Lorsque les méthodes de résolution exactes ne sont pas applicables, des algorithmes d'approximations (ou à défaut des heuristiques) permettent de trouver des solutions approchées de l'optimum en un temps raisonnable pour un certain nombre de problèmes NP-complets.

  • Certains problèmes sont inapproximables, comme le problème du voyageur de commerce.
  • Par contre, le problème du voyageur de commerce restreint au cas où les distances satisfont l'inégalité triangulaire est approximable à un facteur 3/2 : il existe un algorithme polynomial qui calcule un chemin dont la longueur est au plus 3/2 fois plus grande que celle du chemin optimum.
  • D'autres problèmes admettent un schéma d'approximation polynomial (en), c'est-à-dire qu'ils sont approximables à un facteur (1+ε) en temps polynomial pour tout ε>0. C'est le cas du problème du sac à dos.

NP-complétude faible

Comme mentionné plus haut, il existe plusieurs manières de coder les instances d'un problème sous forme de mots (faits d’une suite finie de symboles d’un alphabet déterminé et fini). Choisir un encodage particulièrement long diminue artificiellement la complexité du problème, puisque celle-ci est exprimée en fonction de la taille de l'entrée.

En particulier, un nombre entier n peut être encodé sur log2 n symboles s’il est écrit en base 2 (ou une base supérieure) mais occupe n symboles s’il est écrit en unaire, ce qui est exponentiellement plus grand.

Les problèmes qu’on peut résoudre en temps polynomial lorsque leurs entrées sont codées en unaire sont appelés problèmes « NP-complets faibles ». Le problème du sac à dos et ses variantes appartiennent à cette catégorie. En effet, ils peuvent être résolus par programmation dynamique en temps polynomial en le nombre d'objets et la plus grande quantité intervenant dans l'entrée.
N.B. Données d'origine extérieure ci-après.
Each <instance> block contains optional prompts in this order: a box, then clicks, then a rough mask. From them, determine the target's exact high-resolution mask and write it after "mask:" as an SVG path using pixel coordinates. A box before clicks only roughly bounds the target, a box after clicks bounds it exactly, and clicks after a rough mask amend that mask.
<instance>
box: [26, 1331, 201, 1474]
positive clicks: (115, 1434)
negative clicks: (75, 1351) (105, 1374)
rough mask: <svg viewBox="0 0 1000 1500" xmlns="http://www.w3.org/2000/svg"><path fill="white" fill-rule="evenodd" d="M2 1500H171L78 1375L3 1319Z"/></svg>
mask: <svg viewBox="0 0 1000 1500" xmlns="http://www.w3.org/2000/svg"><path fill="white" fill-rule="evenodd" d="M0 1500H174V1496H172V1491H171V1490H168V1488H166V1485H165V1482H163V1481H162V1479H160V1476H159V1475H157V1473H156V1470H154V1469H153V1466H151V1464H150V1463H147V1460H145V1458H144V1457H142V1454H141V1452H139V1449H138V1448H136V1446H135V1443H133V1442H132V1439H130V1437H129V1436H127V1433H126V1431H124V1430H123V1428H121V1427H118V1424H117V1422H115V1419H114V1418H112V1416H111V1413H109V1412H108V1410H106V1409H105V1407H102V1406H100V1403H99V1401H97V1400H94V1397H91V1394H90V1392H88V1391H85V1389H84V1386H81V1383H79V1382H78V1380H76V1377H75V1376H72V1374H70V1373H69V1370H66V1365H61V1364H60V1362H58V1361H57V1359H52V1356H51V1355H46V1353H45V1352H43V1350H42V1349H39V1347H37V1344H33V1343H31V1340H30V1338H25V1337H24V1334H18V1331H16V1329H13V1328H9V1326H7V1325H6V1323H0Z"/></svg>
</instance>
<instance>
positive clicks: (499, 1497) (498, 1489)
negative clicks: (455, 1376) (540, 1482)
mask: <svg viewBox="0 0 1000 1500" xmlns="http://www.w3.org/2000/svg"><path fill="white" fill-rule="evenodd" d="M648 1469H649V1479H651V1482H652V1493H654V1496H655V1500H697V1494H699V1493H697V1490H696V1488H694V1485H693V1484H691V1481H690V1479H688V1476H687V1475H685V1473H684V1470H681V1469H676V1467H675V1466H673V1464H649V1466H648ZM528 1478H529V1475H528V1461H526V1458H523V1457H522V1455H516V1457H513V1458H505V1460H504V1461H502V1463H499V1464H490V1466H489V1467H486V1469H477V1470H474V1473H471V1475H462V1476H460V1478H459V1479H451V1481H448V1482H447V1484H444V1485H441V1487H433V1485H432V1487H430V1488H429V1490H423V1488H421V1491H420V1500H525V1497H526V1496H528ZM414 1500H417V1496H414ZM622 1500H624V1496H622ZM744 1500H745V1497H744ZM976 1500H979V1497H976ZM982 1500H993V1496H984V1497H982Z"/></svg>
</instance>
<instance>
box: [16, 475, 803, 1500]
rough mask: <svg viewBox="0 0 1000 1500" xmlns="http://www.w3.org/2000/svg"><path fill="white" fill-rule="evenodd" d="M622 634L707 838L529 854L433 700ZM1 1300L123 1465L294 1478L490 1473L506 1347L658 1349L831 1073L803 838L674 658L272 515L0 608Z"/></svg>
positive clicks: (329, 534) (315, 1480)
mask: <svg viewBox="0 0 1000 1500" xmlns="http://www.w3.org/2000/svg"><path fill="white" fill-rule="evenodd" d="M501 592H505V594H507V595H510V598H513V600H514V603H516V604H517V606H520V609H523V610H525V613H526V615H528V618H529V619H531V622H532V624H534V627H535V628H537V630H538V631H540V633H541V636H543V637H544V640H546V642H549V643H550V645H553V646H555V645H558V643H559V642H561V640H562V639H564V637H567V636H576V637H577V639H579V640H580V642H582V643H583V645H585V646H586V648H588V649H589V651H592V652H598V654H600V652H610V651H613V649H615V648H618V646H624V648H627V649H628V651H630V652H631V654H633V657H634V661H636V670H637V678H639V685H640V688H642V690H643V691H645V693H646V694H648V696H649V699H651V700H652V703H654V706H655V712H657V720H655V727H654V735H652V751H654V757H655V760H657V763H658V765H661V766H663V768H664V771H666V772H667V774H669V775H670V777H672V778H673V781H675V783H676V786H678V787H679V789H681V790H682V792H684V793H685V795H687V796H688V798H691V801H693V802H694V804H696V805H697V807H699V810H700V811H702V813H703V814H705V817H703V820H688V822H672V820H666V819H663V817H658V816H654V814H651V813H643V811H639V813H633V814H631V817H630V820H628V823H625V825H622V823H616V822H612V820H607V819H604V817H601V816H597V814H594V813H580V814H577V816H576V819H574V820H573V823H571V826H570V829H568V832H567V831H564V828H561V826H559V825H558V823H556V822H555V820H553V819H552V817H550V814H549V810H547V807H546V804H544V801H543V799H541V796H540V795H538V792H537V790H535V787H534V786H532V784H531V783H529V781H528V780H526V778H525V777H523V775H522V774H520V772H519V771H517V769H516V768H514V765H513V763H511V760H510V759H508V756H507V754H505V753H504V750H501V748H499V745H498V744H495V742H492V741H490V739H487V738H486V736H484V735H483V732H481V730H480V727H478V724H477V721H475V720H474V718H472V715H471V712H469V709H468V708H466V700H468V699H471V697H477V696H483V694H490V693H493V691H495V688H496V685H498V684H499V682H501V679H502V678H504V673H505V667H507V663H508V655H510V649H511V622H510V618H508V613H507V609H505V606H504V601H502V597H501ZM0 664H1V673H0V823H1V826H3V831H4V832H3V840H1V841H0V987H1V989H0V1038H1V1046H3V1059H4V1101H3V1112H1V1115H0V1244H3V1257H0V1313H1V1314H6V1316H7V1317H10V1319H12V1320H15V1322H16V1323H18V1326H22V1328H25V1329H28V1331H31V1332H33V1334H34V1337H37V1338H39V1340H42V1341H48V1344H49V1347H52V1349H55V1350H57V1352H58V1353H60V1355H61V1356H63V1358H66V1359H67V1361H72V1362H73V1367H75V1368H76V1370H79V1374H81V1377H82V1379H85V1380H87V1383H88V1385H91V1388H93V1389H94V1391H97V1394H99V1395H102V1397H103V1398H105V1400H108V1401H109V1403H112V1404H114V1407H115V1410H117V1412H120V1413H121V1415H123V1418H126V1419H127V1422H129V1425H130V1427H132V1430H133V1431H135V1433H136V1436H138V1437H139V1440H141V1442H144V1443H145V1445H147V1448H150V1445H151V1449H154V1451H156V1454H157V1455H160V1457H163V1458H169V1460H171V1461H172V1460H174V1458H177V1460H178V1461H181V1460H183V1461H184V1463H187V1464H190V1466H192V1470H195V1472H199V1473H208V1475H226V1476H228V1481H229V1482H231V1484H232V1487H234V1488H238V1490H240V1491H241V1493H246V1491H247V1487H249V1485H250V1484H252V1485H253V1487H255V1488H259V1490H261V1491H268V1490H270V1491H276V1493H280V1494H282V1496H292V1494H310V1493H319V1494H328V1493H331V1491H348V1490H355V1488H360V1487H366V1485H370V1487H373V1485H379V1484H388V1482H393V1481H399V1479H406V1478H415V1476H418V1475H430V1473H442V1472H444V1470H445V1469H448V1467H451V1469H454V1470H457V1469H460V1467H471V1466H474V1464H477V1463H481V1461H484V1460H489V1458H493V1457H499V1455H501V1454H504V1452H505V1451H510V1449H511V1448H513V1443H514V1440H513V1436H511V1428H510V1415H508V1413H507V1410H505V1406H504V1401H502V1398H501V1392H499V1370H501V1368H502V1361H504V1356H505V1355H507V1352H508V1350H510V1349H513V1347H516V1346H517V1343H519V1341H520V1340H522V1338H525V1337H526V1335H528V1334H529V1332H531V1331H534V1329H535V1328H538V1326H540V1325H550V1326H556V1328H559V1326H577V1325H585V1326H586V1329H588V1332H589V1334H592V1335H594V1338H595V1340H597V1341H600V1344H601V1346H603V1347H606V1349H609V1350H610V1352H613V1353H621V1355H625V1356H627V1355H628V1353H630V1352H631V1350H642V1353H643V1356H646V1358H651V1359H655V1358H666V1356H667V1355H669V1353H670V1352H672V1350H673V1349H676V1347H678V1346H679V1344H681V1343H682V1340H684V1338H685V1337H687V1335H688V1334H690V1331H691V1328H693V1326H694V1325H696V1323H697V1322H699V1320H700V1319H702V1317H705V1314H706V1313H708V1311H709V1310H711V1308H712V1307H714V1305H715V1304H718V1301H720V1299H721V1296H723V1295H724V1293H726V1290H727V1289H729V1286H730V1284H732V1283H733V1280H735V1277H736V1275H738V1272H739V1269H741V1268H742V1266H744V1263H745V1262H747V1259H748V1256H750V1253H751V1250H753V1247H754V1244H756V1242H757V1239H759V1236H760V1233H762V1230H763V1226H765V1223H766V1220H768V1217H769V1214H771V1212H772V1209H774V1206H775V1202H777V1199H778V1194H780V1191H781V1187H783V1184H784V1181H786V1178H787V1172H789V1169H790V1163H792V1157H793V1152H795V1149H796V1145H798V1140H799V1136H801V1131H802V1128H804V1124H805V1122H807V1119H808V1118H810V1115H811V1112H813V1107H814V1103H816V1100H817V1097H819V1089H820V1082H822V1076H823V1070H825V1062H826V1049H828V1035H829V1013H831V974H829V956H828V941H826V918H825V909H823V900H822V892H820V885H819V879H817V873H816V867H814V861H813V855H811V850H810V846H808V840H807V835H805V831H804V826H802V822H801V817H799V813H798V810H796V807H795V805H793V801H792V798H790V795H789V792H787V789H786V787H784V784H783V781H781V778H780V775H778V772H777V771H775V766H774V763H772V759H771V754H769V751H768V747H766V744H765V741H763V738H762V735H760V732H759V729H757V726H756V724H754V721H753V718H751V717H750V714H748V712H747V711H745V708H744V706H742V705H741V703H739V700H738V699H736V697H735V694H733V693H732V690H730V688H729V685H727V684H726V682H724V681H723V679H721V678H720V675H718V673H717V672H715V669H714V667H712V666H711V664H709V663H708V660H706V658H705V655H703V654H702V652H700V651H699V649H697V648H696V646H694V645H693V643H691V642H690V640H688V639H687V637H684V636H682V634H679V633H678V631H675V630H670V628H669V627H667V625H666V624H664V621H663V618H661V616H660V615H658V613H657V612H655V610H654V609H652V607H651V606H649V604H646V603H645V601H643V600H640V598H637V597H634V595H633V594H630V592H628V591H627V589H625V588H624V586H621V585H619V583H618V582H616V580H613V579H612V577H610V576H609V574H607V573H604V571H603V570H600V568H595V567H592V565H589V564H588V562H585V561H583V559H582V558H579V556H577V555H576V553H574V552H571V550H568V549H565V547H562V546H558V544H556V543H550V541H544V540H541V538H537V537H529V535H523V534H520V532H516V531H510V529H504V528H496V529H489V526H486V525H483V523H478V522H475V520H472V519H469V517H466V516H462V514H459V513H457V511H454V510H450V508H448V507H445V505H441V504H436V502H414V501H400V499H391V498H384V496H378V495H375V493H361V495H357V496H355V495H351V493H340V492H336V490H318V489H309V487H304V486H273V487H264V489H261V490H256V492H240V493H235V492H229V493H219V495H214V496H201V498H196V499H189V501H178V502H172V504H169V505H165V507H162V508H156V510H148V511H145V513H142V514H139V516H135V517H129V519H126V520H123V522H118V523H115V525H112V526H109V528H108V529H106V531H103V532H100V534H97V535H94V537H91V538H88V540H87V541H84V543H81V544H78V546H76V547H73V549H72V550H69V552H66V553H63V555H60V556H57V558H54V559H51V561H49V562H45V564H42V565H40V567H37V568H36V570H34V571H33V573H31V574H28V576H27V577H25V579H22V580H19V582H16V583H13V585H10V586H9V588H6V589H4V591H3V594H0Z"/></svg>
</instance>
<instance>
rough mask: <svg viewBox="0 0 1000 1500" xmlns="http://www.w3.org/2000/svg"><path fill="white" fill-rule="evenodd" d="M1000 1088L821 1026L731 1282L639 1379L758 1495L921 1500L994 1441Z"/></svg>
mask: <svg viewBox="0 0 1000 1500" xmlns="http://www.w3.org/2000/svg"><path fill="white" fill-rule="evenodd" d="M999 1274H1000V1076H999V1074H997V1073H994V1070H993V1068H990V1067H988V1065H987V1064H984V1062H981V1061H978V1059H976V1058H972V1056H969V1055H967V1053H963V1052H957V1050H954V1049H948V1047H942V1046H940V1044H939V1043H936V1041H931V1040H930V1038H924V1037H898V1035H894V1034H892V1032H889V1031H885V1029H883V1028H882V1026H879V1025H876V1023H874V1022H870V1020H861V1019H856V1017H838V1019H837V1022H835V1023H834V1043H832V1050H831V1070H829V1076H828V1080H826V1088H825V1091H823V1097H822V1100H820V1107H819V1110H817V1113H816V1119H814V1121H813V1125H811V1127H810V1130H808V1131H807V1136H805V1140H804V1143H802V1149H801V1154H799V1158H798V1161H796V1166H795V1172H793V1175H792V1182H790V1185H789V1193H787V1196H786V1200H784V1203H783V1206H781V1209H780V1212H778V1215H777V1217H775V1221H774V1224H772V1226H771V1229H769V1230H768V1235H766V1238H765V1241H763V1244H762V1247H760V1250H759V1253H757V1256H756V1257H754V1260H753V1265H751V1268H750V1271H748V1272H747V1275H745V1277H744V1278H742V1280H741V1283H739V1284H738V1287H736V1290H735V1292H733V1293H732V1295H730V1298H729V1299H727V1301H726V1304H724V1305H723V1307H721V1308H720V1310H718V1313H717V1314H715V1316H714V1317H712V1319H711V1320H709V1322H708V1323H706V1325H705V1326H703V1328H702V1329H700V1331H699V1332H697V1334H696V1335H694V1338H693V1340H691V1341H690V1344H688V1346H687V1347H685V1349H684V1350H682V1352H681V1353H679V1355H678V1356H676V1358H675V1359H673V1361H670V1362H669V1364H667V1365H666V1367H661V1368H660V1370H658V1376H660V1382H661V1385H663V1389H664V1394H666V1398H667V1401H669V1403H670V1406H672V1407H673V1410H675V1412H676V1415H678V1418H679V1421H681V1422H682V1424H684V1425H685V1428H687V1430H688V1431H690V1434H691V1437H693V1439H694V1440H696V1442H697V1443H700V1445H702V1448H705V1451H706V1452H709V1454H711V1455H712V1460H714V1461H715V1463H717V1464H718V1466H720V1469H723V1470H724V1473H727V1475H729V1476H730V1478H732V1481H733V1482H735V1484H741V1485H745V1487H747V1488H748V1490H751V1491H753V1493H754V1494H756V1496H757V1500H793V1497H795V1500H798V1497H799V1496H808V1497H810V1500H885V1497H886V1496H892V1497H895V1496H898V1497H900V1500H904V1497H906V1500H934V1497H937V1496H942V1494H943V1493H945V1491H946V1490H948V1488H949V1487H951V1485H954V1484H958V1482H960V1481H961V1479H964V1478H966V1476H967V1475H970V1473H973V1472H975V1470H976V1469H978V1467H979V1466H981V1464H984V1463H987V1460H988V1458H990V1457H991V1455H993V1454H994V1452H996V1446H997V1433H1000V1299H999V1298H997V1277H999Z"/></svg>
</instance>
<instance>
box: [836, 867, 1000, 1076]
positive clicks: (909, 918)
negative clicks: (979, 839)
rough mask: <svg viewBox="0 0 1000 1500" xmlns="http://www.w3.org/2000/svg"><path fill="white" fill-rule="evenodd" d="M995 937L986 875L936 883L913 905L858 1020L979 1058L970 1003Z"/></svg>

Par opposition, les problèmes qui restent NP-complets dans ce cas sont dits forts. C'est le cas de la plupart des autres problèmes cités dans cet article, comme SAT, CLIQUE, la coloration de graphe, etc.

Notes et références

  1. Stephen Cook, The complexity of theorem proving procedures, Proceedings of the Third Annual ACM Symposium on Theory of Computing, pages 151–158, 1971.
  2. Pour être précis, la taille de la solution doit être bornée polynomialement en la taille de l'entrée, ce qui est toujours possible ici.
  3. Meyer, A.R. and L. Stockmeyer. The equivalence problem for regular expressions with squaring requires exponential space. 13th IEEE Symposium on Switching and Automata Theory, Oct 1972, pp.125–129.
  4. Une démonstration est donnée dans l'ouvrage de Wilf cité plus haut
  5. Jean-Paul Delahaye, L'intelligence et le calcul, Belin - Pour la Science, 2002, (ISBN 2-84245-040-X) (chapitre 1, « Les lois de tout ou rien »).
  6. D. Angluin and L. G. Valiant, Fast probabilistic algorithms for hamiltonian circuits and matchings, Journal of Computer and System Sciences, Volume 18, Issue 2, pp. 155-193, 1979.